Jacquielynn Floyd: Ebola aid workers are due respect, not vilification

Fear fits like a cheap bathing suit: It accentuates our flaws and reveals what would better be kept covered. It binds in all the wrong places.

And fear — itchy, ill-fitting and maddeningly uncomfortable — is the only comprehensible explanation for the more disturbing sentiments expressed in online comment forums.

Comments, by and large, provide an interesting snapshot of public opinion and an open forum for observation and exchange. They’re a useful yardstick for measuring the quantity of public interest in a particular topic or incident.

By that measure, response to Saturday’s essay by Doctors Without Borders nurse Kaci Hickox blew the top off the public-interest chart.

Thousands of commenters weighed in after Hickox, a University of Texas at Arlington graduate, wrote a first-person essay published over the weekend in The Dallas Morning News. In it, she protested her airport detention and forced quarantine when she returned to the U.S. on Friday after helping treat patients in Ebola-stricken Sierra Leone.

Hickox, who has twice tested negative for the Ebola virus, was the first person placed under mandatory quarantine rules adopted by some states as infection-control measures. Her protest echoes medical experts and epidemiologists who argue that quarantining asymptomatic travelers is an ineffective, counterproductive measure that might discourage volunteers from helping fight the outbreak in West Africa.

She also protested her personal treatment. In a fresh instance of hysterical Ebola overreaction, she was detained for hours with little explanation by Newark, N.J., airport officials. She was then transported with an eight-car police escort to a hospital, where she was placed in an isolation tent equipped with a portable toilet and told to stay put for three weeks.

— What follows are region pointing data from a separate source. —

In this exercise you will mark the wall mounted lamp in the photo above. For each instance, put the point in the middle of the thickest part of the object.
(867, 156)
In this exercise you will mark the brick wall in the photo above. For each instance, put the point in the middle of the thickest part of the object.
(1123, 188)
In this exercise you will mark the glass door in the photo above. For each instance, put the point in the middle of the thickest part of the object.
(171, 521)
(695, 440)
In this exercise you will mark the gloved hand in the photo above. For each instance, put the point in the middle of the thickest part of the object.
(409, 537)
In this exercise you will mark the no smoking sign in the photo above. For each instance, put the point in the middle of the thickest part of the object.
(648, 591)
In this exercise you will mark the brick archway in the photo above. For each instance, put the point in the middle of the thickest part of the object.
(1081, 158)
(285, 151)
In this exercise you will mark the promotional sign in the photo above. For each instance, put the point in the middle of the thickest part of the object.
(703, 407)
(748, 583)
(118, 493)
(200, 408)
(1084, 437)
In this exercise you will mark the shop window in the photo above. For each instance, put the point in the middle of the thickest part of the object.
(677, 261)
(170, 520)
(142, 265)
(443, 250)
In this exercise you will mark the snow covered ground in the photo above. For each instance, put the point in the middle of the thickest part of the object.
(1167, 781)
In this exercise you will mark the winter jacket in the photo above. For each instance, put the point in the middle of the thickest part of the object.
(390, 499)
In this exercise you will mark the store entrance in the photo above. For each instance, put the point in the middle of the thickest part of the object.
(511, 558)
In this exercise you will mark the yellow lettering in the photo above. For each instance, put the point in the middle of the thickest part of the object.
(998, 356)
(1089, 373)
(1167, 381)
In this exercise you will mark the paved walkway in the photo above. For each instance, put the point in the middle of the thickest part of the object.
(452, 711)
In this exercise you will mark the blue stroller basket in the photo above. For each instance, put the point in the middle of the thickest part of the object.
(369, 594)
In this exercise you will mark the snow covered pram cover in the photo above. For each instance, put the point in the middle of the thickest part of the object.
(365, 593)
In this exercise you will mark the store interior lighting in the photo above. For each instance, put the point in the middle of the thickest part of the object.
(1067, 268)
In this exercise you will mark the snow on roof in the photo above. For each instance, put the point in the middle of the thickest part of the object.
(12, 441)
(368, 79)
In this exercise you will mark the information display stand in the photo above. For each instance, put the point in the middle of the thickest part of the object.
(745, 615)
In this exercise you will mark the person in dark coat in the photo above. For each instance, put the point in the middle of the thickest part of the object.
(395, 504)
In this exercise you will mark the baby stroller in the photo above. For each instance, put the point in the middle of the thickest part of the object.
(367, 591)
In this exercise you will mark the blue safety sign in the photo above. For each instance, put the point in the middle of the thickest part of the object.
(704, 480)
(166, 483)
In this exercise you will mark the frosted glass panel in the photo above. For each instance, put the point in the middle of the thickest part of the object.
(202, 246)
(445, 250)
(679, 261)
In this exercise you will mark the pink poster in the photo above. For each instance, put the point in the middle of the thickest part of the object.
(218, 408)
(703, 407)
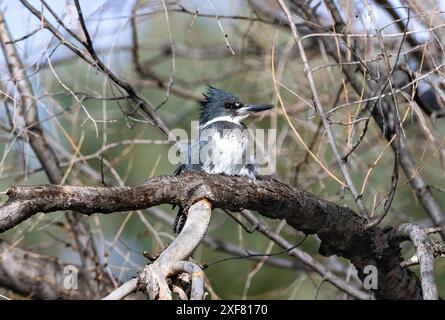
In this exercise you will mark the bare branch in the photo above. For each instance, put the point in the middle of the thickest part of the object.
(340, 230)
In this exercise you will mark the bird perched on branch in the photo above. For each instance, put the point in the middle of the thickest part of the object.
(222, 146)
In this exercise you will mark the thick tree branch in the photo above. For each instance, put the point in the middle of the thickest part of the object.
(341, 231)
(425, 249)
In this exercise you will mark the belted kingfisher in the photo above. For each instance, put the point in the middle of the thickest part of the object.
(223, 144)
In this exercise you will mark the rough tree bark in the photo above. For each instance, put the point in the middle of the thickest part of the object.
(341, 230)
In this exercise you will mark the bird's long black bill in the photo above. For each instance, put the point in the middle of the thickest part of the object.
(251, 108)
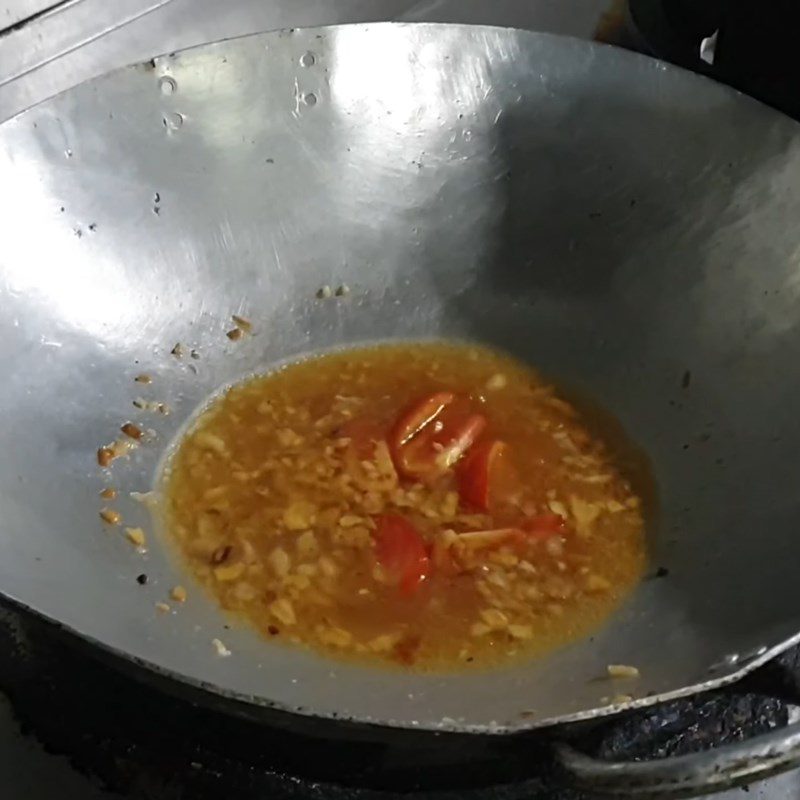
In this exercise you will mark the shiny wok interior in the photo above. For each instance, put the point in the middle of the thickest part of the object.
(628, 227)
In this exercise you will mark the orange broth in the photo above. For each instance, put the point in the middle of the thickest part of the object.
(282, 496)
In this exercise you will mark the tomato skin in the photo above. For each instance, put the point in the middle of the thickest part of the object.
(417, 416)
(475, 476)
(544, 526)
(432, 435)
(401, 552)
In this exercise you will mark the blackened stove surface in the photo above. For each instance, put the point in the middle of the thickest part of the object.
(145, 744)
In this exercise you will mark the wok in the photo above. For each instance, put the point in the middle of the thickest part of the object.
(625, 226)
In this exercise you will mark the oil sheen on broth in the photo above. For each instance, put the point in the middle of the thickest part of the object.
(432, 506)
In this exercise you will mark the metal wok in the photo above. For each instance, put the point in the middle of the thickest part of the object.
(628, 227)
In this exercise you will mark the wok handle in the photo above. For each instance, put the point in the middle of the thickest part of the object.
(682, 776)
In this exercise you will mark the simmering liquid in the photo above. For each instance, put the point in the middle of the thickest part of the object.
(429, 506)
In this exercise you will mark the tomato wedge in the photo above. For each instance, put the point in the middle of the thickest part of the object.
(401, 552)
(432, 435)
(476, 476)
(418, 415)
(543, 526)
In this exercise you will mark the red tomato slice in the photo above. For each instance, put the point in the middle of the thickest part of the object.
(417, 416)
(478, 471)
(401, 552)
(433, 435)
(456, 438)
(543, 526)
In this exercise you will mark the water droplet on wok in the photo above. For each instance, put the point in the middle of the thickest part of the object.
(173, 121)
(167, 85)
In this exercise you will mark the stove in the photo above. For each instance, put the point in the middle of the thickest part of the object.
(140, 743)
(75, 727)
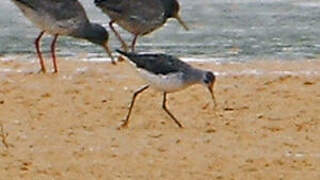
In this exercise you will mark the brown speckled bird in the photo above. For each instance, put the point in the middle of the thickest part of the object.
(139, 17)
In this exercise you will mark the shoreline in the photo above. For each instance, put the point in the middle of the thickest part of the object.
(65, 125)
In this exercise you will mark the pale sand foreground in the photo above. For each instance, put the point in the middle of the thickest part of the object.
(65, 126)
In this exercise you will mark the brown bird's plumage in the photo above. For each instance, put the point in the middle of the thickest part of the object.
(139, 17)
(62, 17)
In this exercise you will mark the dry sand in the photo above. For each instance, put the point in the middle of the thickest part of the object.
(64, 126)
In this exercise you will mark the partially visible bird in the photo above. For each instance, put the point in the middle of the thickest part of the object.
(139, 17)
(62, 17)
(167, 74)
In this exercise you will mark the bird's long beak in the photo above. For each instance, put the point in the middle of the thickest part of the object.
(183, 24)
(210, 88)
(106, 47)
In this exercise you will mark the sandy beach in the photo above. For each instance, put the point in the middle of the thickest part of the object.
(65, 126)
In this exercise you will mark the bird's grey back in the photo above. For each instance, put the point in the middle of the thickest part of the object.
(67, 14)
(136, 16)
(158, 63)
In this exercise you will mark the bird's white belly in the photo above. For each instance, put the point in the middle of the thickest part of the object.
(166, 83)
(49, 24)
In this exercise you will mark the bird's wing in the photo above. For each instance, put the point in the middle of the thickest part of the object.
(115, 6)
(57, 9)
(136, 10)
(157, 63)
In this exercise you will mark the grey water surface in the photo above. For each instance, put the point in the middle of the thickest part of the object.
(220, 30)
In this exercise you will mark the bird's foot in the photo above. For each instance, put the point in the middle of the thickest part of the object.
(123, 125)
(120, 59)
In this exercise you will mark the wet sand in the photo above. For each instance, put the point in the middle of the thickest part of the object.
(266, 124)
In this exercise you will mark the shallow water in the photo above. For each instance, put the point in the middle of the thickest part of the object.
(221, 30)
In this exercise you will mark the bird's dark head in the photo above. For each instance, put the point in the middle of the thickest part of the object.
(172, 8)
(208, 79)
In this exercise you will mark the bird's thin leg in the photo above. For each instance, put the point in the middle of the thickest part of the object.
(134, 42)
(168, 112)
(123, 43)
(37, 44)
(125, 124)
(53, 53)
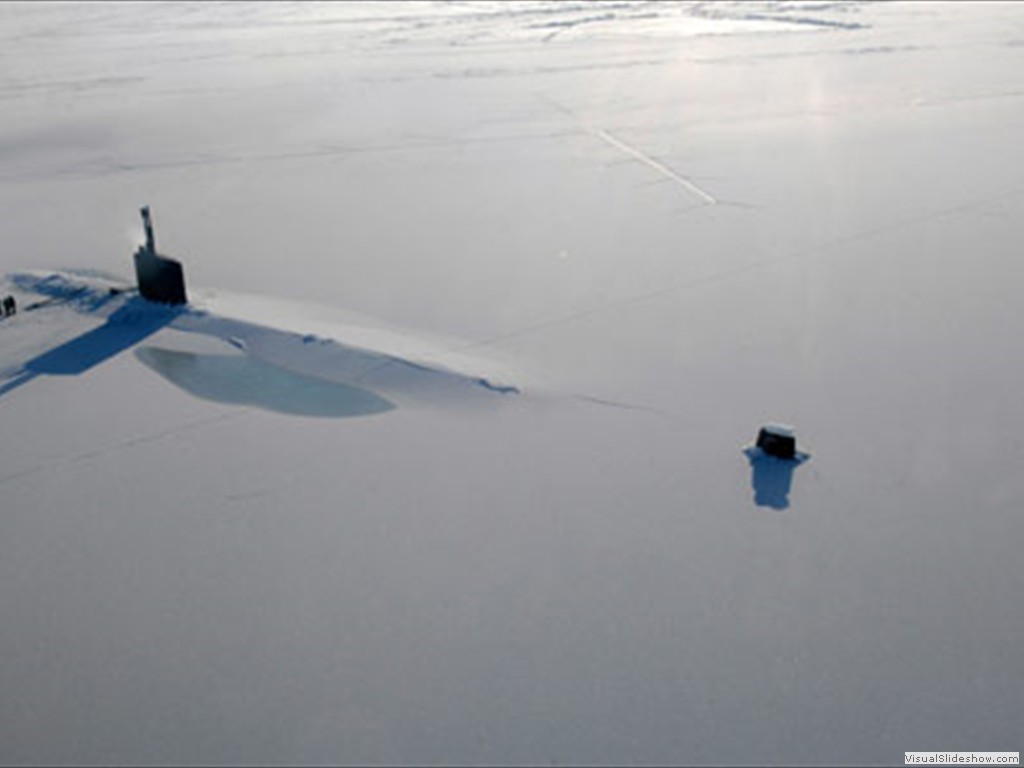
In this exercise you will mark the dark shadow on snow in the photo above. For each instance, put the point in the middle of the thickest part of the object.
(243, 380)
(772, 477)
(130, 324)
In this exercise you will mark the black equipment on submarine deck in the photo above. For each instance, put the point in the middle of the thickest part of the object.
(160, 279)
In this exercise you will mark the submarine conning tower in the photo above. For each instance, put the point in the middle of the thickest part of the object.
(160, 279)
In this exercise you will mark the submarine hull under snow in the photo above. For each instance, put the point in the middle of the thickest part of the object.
(160, 279)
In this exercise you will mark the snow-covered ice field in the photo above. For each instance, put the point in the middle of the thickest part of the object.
(444, 462)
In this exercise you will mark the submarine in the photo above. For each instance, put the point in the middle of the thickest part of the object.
(160, 279)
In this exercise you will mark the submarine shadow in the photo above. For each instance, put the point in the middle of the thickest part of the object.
(771, 477)
(134, 321)
(244, 380)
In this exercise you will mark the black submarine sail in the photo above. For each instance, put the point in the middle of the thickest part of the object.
(160, 279)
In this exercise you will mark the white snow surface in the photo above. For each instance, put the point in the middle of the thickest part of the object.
(443, 463)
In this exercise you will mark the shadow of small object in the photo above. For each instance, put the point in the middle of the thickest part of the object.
(130, 324)
(243, 380)
(772, 477)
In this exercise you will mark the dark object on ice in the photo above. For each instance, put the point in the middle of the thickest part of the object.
(160, 279)
(777, 440)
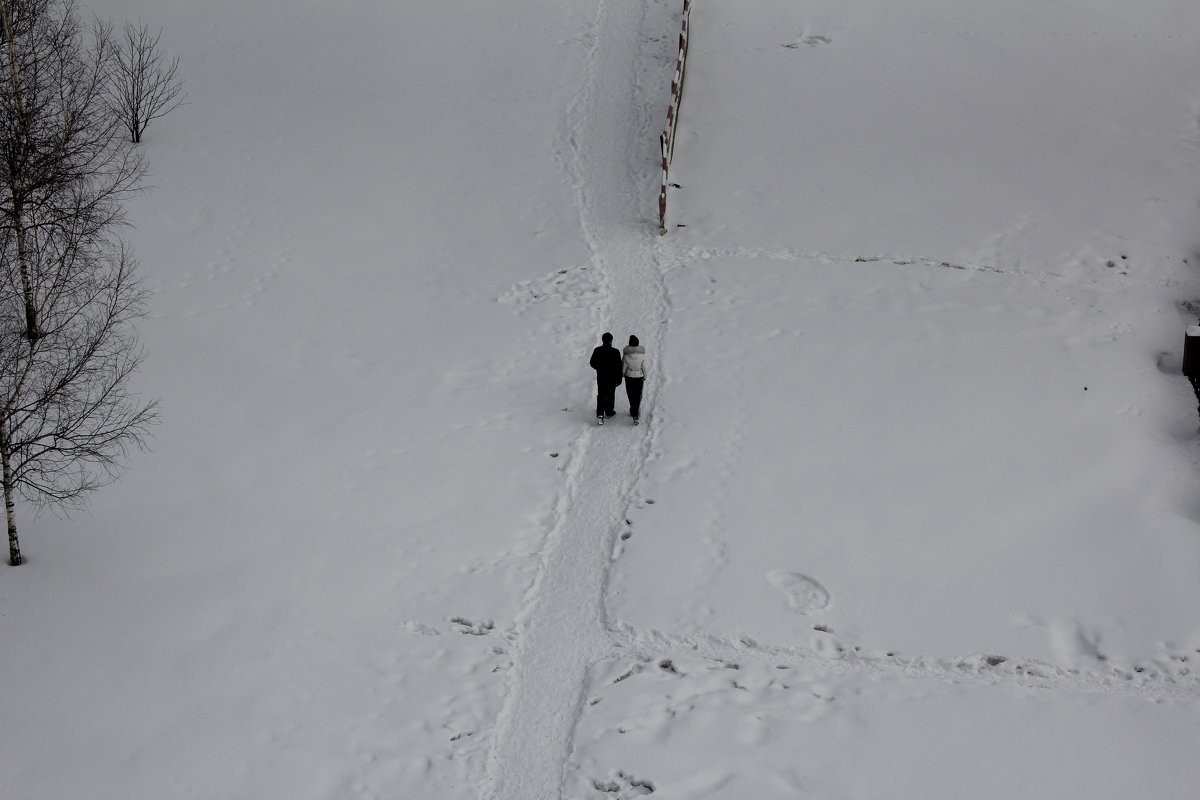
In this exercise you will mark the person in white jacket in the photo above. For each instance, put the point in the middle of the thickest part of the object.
(634, 360)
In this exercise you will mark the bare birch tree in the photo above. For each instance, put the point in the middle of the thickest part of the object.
(67, 289)
(143, 85)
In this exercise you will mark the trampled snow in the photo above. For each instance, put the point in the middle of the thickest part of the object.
(912, 507)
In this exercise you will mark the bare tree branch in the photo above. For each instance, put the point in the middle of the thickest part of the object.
(69, 293)
(143, 84)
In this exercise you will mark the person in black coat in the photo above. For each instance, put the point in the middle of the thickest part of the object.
(607, 362)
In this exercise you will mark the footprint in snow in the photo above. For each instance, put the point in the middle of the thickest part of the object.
(804, 594)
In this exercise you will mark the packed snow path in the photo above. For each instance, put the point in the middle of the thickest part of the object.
(609, 154)
(563, 632)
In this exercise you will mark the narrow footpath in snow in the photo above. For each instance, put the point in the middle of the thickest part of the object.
(609, 151)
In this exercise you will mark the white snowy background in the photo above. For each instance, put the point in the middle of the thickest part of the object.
(913, 509)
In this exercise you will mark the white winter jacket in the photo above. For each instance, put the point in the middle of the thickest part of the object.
(634, 358)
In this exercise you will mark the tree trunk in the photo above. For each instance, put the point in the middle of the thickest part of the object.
(10, 509)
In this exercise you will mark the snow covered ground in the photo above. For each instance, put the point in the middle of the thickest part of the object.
(912, 510)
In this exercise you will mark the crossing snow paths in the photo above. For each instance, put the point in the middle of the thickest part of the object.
(609, 152)
(563, 630)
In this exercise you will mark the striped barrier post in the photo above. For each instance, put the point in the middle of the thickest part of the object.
(667, 139)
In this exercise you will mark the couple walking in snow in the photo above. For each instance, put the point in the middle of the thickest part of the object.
(612, 366)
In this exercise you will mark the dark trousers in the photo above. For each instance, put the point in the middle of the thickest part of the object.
(606, 398)
(634, 390)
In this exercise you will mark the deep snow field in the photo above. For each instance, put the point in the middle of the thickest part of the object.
(913, 507)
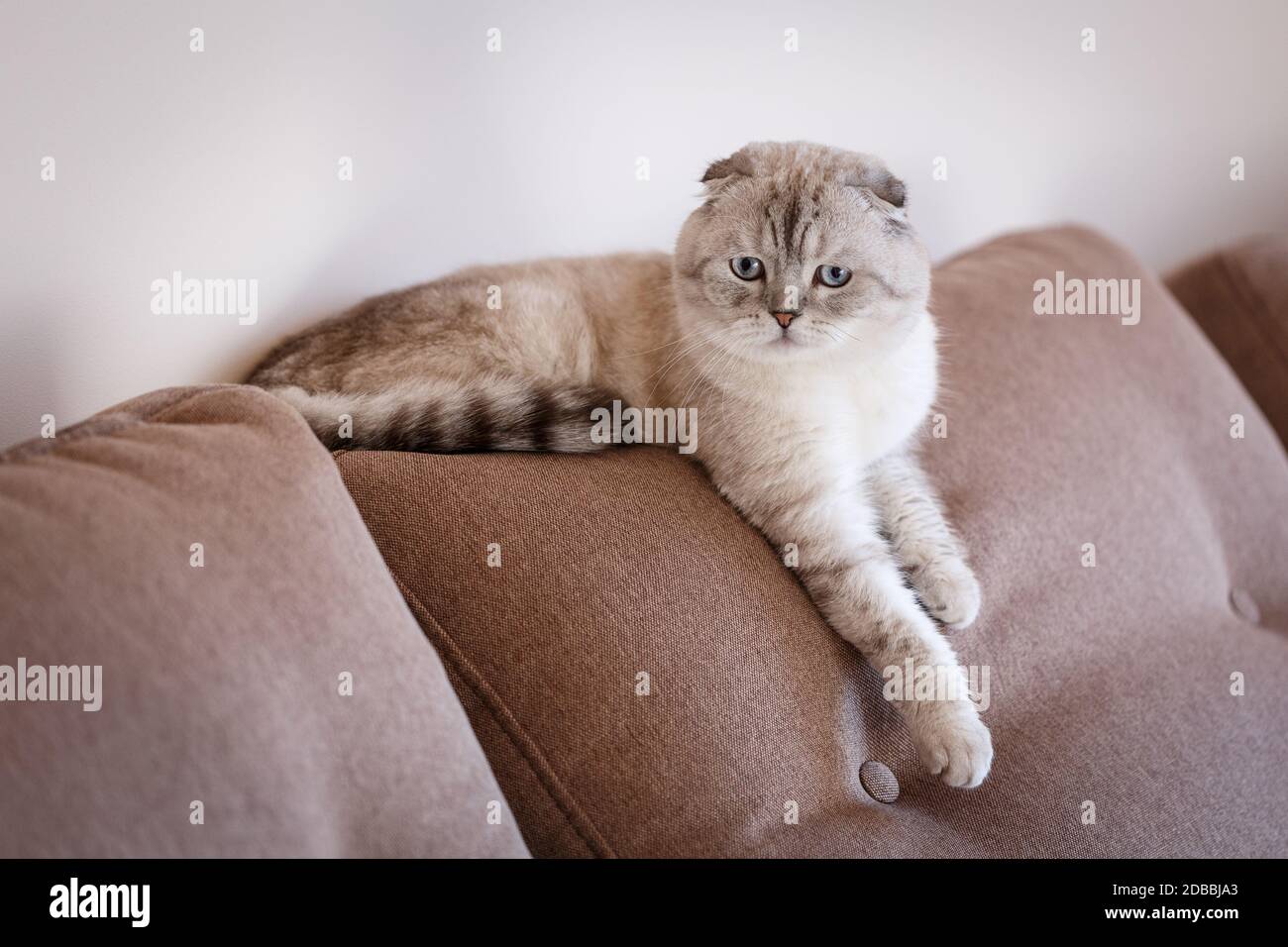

In reality, she stayed only three days. New Jersey Gov. Chris Christie relented and said she could go home to Maine, provided she got clear of the Garden State as soon as possible. I suspect she was happy to comply.

All this set the stage for a lively debate over personal liberty, public interest, federal policy and state initiative.

That’s entirely appropriate. It’s the same kind of debate we have over hundreds of issues that demand a tricky balance between liberty and safety, between personal freedom and public security.

What’s harder to understand — to “process,” in the contemporary argot of talk-show psychology — is the deeply disturbing streak of nativist paranoia that Hickox’s experience reveals. While it’s something of a relief to see the Ebola Derangement Circus transfer its headquarters out of Dallas, it’s unnerving to see Hickox reviled as “stupid,” “selfish,” “moronic,” “incompetent” and “self-absorbed.”

This is a bizarre, through-the-looking-glass inversion of the respect ordinarily accorded to relief and rescue personnel. In what upside-down universe is it “stupid” and “selfish” to provide volunteer medical care to the sickest, poorest people on the planet?

It’s beginning to feel like I’m shouting down an empty well, but the Ebola virus poses an infinitesimally minute risk to Americans. If you want a government guarantee that we are are 100 percent safe from the the most serious threats, it’s time to outlaw alcohol, vaccinate people by force, revoke licenses for drivers under 30 and confiscate every privately owned gun in the country.

Yet the same people who would respond with shocked outrage to any such trespass on personal liberty seem happy to condemn Hickox and other aid workers who have tried to fight the Ebola virus through what science says is the most efficient means: by working to control the epidemic at its source.

Too many commenters, sadly, seem to place a much higher premium on American than African lives. Their sentiments sail awfully close not only to hysterical isolationism, but to outright bigotry:

“She is so helpful to Africans, but doesn’t seem to care one whit about Americans,” one scathing comment read. Or this: “This nurse’s time would be more beneficial helping with our quarantine procedures here than helping sick kids in Africa.” Or this: “She cares more about helping sick foreigners than she does about protecting Americans.”

One commenter wrote bitterly: “I blame a lot of this mess on the missionary doctors who go to that dump to help.”

Can you imagine relief workers at a natural disaster or disease outbreak in this country being “blamed” for going “to that dump to help?”

Fear is an ugly outfit. It makes you look awful.

Wear it if you want to, but you don’t have to. You can always pick something else.